To do that, we use the Orocos::OutputPort#connect_to method:

  imu = Orocos.name_service.get 'imu'
  gps = Orocos.name_service.get 'gps'
  state_estimator = Orocos.name_service.get 'state_estimator'
  
  imu.imu_readings.connect_to state_estimator.imu_readings
  gps.position_readings.connect_to state_estimator.position_readings

Advanced topics w.r.t. data connections are covered here.

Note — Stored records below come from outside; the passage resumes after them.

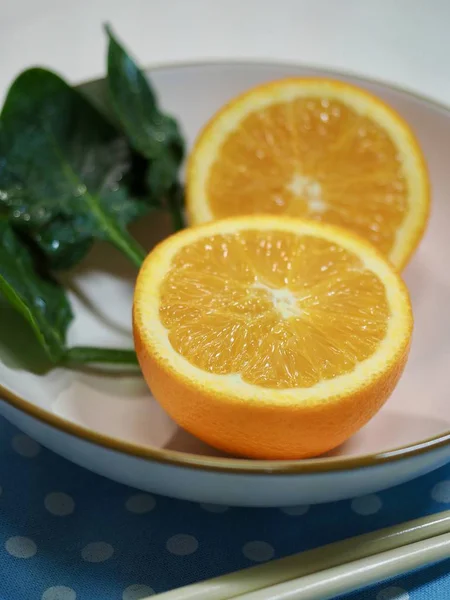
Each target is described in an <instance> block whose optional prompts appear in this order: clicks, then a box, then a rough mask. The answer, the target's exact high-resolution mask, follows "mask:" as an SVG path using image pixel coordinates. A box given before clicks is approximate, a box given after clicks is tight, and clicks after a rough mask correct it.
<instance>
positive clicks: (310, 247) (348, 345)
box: [133, 217, 412, 459]
mask: <svg viewBox="0 0 450 600" xmlns="http://www.w3.org/2000/svg"><path fill="white" fill-rule="evenodd" d="M133 322H134V336H135V345H136V351H137V355H138V358H139V362H140V365H141V368H142V371H143V374H144V376H145V378H146V380H147V382H148V384H149V386H150V388H151V390H152V392H153V394H154V396H155V398H156V399H157V400H158V401H159V402H160V403H161V404H162V406H163V407H164V408H165V409H166V411H167V412H168V413H169V415H171V416H172V417H173V419H174V420H175V421H177V422H178V423H179V425H180V426H181V427H183V428H184V429H186V430H188V431H189V432H191V433H192V434H194V435H196V436H197V437H199V438H201V439H202V440H204V441H205V442H207V443H209V444H210V445H212V446H215V447H217V448H220V449H222V450H225V451H227V452H229V453H232V454H236V455H240V456H249V457H259V458H282V459H288V458H301V457H307V456H316V455H318V454H322V453H323V452H326V451H328V450H330V449H332V448H334V447H336V446H338V445H339V444H341V443H342V442H343V441H345V440H346V439H347V438H348V437H350V436H351V435H352V434H353V433H355V432H356V431H357V430H358V429H359V428H360V427H362V426H363V425H364V424H365V423H366V422H367V421H368V420H369V419H370V418H371V417H372V416H373V415H374V414H375V413H376V412H377V411H378V410H379V408H380V407H381V406H382V405H383V403H384V402H385V401H386V399H387V398H388V396H389V395H390V393H391V392H392V390H393V389H394V387H395V385H396V383H397V381H398V379H399V377H400V375H401V373H402V371H403V368H404V365H405V363H406V359H407V355H408V349H409V344H410V338H411V331H412V315H411V306H410V302H409V297H408V292H407V290H406V288H405V286H404V284H403V283H402V281H401V279H400V278H399V276H398V275H397V274H396V272H395V271H394V269H393V267H392V266H390V264H389V263H388V261H387V260H386V259H385V258H384V257H383V256H382V255H381V254H380V253H378V251H377V250H376V249H374V248H373V247H372V246H371V245H370V244H368V243H367V242H365V241H364V240H362V239H359V238H358V237H356V236H354V235H353V234H351V233H349V232H347V231H344V230H341V229H338V228H335V227H332V226H326V225H323V224H320V223H314V222H307V221H302V220H299V219H291V218H281V217H278V218H275V217H242V218H234V219H226V220H223V221H216V222H213V223H210V224H207V225H203V226H199V227H193V228H190V229H186V230H184V231H181V232H179V233H177V234H176V235H173V236H171V237H170V238H168V239H166V240H165V241H163V242H162V243H161V244H160V245H159V246H157V247H156V249H155V250H153V252H151V253H150V254H149V256H148V257H147V259H146V260H145V262H144V265H143V267H142V269H141V271H140V273H139V276H138V280H137V284H136V288H135V296H134V306H133Z"/></svg>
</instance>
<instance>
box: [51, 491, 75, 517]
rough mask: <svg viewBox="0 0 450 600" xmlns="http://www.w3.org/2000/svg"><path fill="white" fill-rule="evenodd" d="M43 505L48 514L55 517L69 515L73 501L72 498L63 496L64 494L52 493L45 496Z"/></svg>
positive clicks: (59, 516) (57, 492)
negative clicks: (51, 515) (48, 513)
mask: <svg viewBox="0 0 450 600" xmlns="http://www.w3.org/2000/svg"><path fill="white" fill-rule="evenodd" d="M44 505H45V508H46V509H47V510H48V512H50V513H52V515H56V516H57V517H66V516H67V515H71V514H72V513H73V511H74V508H75V502H74V501H73V498H72V496H69V494H64V492H52V493H51V494H47V496H45V499H44Z"/></svg>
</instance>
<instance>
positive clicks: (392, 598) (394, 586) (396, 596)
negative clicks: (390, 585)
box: [377, 586, 409, 600]
mask: <svg viewBox="0 0 450 600" xmlns="http://www.w3.org/2000/svg"><path fill="white" fill-rule="evenodd" d="M377 600H409V594H408V592H407V591H406V590H404V589H403V588H399V587H397V586H391V587H388V588H384V590H381V592H378V594H377Z"/></svg>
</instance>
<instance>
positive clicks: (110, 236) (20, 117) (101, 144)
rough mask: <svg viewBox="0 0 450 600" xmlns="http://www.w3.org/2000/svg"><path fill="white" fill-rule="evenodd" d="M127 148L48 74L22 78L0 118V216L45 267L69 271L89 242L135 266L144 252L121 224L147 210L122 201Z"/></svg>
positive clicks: (135, 204)
mask: <svg viewBox="0 0 450 600" xmlns="http://www.w3.org/2000/svg"><path fill="white" fill-rule="evenodd" d="M131 163H132V154H131V151H130V147H129V145H128V143H127V141H126V140H125V138H124V137H123V135H122V134H120V133H119V132H118V131H117V130H116V128H115V127H114V126H113V125H112V124H111V123H109V122H108V121H107V119H106V118H105V117H104V116H103V115H101V114H100V113H99V112H98V111H97V109H96V108H94V107H93V106H92V105H91V104H90V103H89V102H88V100H87V99H86V98H84V97H83V96H82V95H81V94H80V93H79V92H78V91H77V90H75V89H73V88H71V87H70V86H69V85H67V83H65V82H64V81H63V80H62V79H61V78H60V77H58V76H57V75H56V74H54V73H52V72H50V71H47V70H44V69H39V68H34V69H29V70H28V71H25V72H24V73H22V74H21V75H19V77H18V78H17V79H16V80H15V82H14V83H13V84H12V86H11V88H10V90H9V92H8V95H7V98H6V101H5V104H4V107H3V111H2V114H1V118H0V210H1V207H3V212H4V211H5V209H6V210H7V212H8V215H9V218H10V222H11V223H12V224H13V225H14V227H15V228H16V229H20V230H21V231H23V232H25V233H26V234H27V235H28V236H30V237H31V238H32V239H33V240H34V241H35V243H37V244H38V246H39V247H40V248H41V250H42V251H43V252H44V254H45V255H46V257H47V259H48V261H49V264H50V266H51V268H69V267H72V266H73V265H75V264H76V263H77V262H78V261H79V260H81V258H83V256H84V255H85V254H86V252H87V251H88V250H89V248H90V247H91V245H92V243H93V241H94V240H95V239H101V240H105V241H109V242H111V243H112V244H114V245H115V246H116V247H117V248H119V249H120V250H121V251H122V252H124V253H125V255H127V256H128V257H129V258H130V259H131V260H132V261H133V262H134V264H136V265H137V266H140V264H141V262H142V260H143V258H144V256H145V252H144V251H143V250H142V249H141V248H140V246H139V245H138V244H137V242H136V241H135V240H134V239H133V238H132V237H131V236H130V235H129V233H128V231H127V225H128V224H129V223H130V222H131V221H133V220H134V219H136V218H138V217H139V216H141V215H143V214H144V213H145V212H147V211H148V210H149V208H150V204H148V203H145V202H143V201H142V200H141V199H137V198H135V197H133V196H132V195H131V194H130V181H129V179H130V168H131Z"/></svg>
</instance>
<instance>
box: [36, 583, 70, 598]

Inspecting the module output

To read data that comes out of the module, one gets a reader object. This object allows to get samples out and access them from Ruby:

imu_reader = imu.imu_readings.reader

# Display samples that get out of the IMU
# See base/base/imu_readings.h for the definition of base::IMUReading
while true
  sleep 0.1
  if sample = imu_reader.read
    orientation = sample.orientation
    puts "[#{orientation.re.to_a.join(", ")}] #{orientation.im}"
  end
end

In the above code snippet, imu.imu_readings is a Orocos::OutputPort instance and imu_reader is a Orocos::OutputReader instance.

A complete description of the manipulation of ports can be found here

We’re done !

The complete script can be found here. Note that it can safely be interrupted with Ctrl+C: we use Orocos.run, and therefore the processes will be cleanly killed on interrupt.